For three decades, the annual SXSW Festival has been rooted in discovery and innovation – be it new technologies, music, art, films, brands, burritos and beyond. ’47 joined Texas A&M University, a top international institution, in their activation that keeps this theme alive during the 2017 SXSW Interactive Conference. It wouldn’t be SXSW –– or Austin, Texas –– without ample live music and culture, so ’47 was thrilled to help inject these elements into the Texas A&M House, as the University’s sports lifestyle partner. In their takeover of the eclectic Hotel Van Zandt off Rainey Street, Texas A&M hosted the ’47 x FADER Sessions – a showcase of seminal music talent from a range of genres. By tapping into The FADER gurus, we were able to curate groundbreaking, discoverable new artists in the space, who performed live sets in front of a science-experiment-like backdrop.

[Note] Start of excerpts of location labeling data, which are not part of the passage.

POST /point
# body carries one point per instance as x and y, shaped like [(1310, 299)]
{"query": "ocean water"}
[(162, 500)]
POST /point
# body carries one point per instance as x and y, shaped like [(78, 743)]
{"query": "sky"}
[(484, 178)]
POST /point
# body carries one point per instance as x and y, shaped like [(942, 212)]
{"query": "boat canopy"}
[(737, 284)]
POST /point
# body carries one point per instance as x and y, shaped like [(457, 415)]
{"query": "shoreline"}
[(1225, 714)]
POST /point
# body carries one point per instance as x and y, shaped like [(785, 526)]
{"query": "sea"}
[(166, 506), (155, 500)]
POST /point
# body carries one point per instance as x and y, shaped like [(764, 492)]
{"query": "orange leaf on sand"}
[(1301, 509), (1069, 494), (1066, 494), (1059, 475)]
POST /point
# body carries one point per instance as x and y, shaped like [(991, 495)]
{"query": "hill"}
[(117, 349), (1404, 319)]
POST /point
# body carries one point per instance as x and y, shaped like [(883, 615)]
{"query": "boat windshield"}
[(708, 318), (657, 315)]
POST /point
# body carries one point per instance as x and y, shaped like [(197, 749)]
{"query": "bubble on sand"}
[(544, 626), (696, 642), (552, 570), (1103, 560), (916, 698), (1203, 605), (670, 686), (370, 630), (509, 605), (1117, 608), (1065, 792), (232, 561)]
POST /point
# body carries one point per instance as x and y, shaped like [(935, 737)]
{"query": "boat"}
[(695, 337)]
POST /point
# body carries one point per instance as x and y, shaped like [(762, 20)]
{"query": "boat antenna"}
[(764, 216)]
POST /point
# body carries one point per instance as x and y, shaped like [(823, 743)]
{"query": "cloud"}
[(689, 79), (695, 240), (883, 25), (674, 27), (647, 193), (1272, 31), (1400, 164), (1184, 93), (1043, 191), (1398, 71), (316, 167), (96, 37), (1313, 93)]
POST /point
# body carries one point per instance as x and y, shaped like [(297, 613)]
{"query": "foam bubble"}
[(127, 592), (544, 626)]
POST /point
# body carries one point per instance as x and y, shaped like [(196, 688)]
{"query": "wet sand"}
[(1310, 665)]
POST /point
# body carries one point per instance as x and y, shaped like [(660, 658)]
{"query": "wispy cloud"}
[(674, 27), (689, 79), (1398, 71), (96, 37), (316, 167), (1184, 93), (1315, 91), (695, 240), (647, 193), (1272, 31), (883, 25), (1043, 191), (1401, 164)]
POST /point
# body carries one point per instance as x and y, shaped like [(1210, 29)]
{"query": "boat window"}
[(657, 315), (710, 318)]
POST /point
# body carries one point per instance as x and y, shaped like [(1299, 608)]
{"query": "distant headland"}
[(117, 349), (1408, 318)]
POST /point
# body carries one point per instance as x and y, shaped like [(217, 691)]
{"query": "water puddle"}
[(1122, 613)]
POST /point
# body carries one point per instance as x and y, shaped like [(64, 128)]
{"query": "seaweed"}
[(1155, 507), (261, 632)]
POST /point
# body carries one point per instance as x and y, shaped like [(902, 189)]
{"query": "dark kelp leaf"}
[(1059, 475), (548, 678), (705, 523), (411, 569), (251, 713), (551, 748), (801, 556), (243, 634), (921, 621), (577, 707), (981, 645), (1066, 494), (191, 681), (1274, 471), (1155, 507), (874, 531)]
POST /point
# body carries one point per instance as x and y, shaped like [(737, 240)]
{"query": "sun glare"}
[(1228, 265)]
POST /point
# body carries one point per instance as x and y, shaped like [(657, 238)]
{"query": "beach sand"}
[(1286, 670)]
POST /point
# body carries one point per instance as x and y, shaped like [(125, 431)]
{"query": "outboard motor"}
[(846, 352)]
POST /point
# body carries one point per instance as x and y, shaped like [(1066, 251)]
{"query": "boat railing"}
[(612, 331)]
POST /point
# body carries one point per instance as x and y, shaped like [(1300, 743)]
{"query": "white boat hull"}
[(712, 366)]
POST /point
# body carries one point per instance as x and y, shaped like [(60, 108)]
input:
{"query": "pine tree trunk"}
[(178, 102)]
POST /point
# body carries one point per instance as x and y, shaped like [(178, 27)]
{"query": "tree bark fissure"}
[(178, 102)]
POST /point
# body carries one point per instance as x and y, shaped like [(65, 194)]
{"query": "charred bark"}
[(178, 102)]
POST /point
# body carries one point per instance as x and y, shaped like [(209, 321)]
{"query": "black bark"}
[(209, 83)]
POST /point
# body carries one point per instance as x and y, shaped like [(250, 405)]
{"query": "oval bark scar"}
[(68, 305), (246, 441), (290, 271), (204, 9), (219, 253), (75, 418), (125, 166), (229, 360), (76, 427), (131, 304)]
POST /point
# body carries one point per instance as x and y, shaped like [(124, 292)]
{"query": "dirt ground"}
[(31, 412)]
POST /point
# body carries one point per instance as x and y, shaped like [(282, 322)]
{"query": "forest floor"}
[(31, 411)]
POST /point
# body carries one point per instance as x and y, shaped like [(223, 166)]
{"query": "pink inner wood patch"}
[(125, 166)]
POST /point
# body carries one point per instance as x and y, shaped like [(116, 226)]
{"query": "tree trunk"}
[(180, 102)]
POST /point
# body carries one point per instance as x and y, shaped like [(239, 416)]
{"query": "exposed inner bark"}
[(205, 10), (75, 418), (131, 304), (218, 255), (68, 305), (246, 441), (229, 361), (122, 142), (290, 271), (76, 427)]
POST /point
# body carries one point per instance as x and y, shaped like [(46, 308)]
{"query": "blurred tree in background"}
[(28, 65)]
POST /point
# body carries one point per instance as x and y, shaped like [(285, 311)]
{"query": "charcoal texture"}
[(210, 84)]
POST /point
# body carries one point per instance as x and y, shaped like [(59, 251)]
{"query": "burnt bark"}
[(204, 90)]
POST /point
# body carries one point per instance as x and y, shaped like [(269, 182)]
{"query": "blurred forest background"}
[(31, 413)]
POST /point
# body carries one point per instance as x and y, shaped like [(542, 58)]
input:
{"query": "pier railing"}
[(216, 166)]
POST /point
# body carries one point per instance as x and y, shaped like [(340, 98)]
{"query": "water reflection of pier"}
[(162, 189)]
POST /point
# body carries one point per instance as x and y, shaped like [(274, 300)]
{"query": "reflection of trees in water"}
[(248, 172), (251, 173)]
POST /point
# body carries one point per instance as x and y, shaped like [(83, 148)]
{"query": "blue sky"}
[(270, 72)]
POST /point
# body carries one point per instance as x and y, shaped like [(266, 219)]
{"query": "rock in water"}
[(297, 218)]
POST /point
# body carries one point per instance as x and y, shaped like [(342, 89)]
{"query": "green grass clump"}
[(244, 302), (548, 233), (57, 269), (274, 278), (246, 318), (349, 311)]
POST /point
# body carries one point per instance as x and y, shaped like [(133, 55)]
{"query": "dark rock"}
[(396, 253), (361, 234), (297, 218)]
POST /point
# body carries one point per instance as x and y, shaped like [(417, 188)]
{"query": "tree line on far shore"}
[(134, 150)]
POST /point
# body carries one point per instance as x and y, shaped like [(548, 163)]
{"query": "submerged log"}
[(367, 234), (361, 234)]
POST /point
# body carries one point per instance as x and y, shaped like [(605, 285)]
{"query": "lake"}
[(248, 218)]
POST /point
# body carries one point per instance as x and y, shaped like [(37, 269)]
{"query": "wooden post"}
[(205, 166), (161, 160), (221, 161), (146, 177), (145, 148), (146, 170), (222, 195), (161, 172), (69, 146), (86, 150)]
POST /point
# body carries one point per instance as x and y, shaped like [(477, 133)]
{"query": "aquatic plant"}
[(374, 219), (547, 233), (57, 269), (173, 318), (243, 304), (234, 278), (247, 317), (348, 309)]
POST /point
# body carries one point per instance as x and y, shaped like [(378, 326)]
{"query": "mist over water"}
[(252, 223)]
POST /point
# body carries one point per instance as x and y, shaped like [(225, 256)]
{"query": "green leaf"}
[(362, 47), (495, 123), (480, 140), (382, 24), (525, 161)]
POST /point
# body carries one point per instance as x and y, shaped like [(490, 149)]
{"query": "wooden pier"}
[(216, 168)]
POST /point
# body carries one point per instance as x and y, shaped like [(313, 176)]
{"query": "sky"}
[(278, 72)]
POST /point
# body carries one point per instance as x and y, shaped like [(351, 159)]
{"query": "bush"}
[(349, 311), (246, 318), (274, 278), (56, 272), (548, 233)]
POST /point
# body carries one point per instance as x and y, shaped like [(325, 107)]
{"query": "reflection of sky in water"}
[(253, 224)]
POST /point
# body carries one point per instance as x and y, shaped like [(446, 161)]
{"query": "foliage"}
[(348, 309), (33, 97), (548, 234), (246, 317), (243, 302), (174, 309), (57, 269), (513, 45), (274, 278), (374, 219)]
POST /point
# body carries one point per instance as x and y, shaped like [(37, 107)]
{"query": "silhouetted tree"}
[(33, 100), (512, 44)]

The stage design was built to emphasize the live experience of a small club; we created a "speaker forest" comprised of vintage guitar amps, reel-to-reels, and old stereo components. We then reduced the standing room by half, to create a more intimate connection with the artist and visitor. The result was an experience which put up and coming artists within reach of their fans. 

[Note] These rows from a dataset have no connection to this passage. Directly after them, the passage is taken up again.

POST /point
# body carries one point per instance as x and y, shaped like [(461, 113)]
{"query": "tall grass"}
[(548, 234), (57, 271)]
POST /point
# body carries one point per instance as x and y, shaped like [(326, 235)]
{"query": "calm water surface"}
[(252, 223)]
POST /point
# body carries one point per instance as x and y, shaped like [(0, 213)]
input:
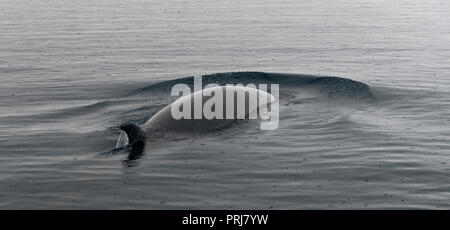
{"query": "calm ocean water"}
[(72, 71)]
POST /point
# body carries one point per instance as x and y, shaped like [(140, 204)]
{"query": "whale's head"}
[(135, 134)]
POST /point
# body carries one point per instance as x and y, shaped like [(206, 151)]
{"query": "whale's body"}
[(165, 121)]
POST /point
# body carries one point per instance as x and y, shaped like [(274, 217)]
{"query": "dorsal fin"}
[(136, 135)]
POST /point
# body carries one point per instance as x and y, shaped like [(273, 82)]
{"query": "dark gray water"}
[(376, 137)]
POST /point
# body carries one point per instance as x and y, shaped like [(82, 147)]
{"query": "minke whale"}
[(232, 102)]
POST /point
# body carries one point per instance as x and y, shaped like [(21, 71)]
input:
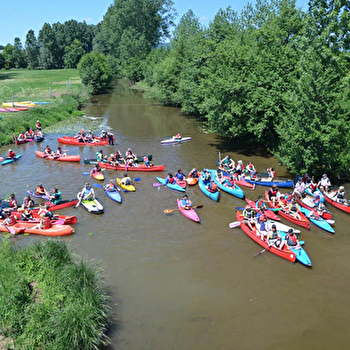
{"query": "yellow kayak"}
[(129, 188)]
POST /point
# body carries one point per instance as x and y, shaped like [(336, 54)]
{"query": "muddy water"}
[(180, 285)]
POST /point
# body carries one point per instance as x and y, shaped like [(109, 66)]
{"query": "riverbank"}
[(51, 298), (61, 87)]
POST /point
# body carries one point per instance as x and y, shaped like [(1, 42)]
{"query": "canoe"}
[(173, 141), (212, 195), (28, 227), (97, 176), (235, 191), (34, 194), (330, 199), (11, 160), (73, 141), (92, 206), (21, 142), (132, 168), (59, 159), (115, 196), (191, 181), (285, 253), (190, 213), (269, 214), (322, 223), (267, 182), (172, 186), (129, 188), (241, 182), (307, 203), (303, 222)]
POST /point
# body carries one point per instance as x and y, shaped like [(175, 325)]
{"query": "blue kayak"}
[(212, 195), (115, 195), (235, 191), (322, 223), (11, 160), (172, 186)]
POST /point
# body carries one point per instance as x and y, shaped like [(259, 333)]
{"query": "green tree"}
[(94, 72), (73, 54), (32, 49)]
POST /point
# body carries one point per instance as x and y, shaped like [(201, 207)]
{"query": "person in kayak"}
[(169, 179), (291, 240), (55, 196), (40, 190), (180, 175), (126, 181), (87, 193), (273, 194), (324, 183), (186, 203), (212, 186), (11, 154), (274, 238)]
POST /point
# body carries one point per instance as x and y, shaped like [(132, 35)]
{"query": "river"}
[(180, 285)]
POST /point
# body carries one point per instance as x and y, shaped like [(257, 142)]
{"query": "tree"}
[(32, 49), (73, 54), (94, 72)]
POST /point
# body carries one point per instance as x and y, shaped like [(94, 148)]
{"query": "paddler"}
[(186, 203)]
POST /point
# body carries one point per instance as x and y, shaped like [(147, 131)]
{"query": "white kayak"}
[(172, 140)]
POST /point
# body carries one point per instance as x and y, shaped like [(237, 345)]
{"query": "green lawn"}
[(35, 84)]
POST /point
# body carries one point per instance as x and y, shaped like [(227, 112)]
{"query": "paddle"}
[(167, 211)]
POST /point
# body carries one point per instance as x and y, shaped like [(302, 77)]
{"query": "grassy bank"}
[(51, 299), (66, 96)]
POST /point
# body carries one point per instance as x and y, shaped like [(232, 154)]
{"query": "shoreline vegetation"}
[(52, 299), (61, 87)]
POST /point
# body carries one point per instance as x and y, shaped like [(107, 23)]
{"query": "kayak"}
[(73, 141), (269, 182), (212, 195), (97, 176), (34, 194), (189, 213), (330, 196), (235, 191), (122, 167), (322, 223), (241, 182), (29, 227), (173, 141), (21, 142), (115, 196), (270, 214), (308, 203), (92, 206), (172, 186), (60, 159), (129, 188), (303, 222), (285, 253), (11, 160)]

One of our goals for this activation was to produce short videos of each performance along with interviews with the artists. With the help of visual artist SAMO (http://samokerstromlang.com) we were able to create unique animations for each artist, which helped diversify the palette for each stage performance.
Marketing materials consisted of band posters and social posts which call back to the "speaker forest."
The set was dressed with large format prints of a gymnasium. These facilities house a range of sporting events which is what '47 is all about, but also hosts music. Nirvana's "Smells Like Teen Spirit" video was a source of inspiration for us. Rather than searching for images of a gym, we built one in 3D which allowed us to brand it and adjust the camera to find abstract angles for the prints. We then "remixed" the images to a distorted half-tone to allow the images to fall into the background and change with the lighting.